Ao fim de nove anos de investigação, e de muitos percalços pelo meio, o Ministério Público (MP) encerrou a investigação do chamado caso das Parcerias Público-Privadas (PPP) rodoviárias com uma acusação contra dois ex-secretários de Estado do Governo de José Sócrates: Paulo Campos (Obras Públicas) e Carlos Costa Pina (Tesouro) são os dois ex-políticos acusados pelo Departamento Central de Investigação e Ação Penal (DCIAP), liderado pelo procurador-geral adjunto Albano Pinto.

Paulo Campos foi acusado de 10 crimes de participação económica em negócio pelo alegado benefício de várias concessionárias rodoviárias na negociação das subconcessões e na renegociação de vários contratos de autoestradas sem Custos para o utilizador (SCUT). Esse alegado benefício é superior a mil milhões de euros.

PPP. Todas as suspeitas que o Ministério Público imputa a cinco ex-membros do Governo Sócrates

PUB • CONTINUE A LER A SEGUIR

Desses 10 crimes, cinco ilícitos de participação económica em negócio são igualmente imputados a Carlos Costa Pina em regime de co-autoria com Campos.
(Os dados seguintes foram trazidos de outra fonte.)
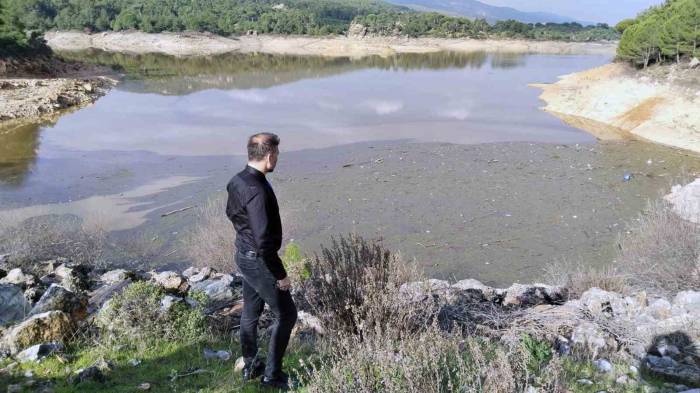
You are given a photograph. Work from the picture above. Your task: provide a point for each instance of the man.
(252, 207)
Recorde-se que Costa Pina é atualmente administrador executivo da Galp e já tinha sido acusado no caso Euro 2016 do crime de recebimento indevido de vantagem. Contudo, beneficiou da suspensão provisória do processo após o pagamento de uma injunção.

Já um segundo grupo de cinco crimes de participação económica em negócio foi imputado a Rui Manteigas, ex-diretor da área de concessões da empresa Estradas de Portugal, igualmente em regime de co-autoria com o ex-secretário de Estado das Obras Públicas Paulo Campos. Manteigas é atualmente secretário-geral da Associação Portuguesa de Concessões Rodoviárias.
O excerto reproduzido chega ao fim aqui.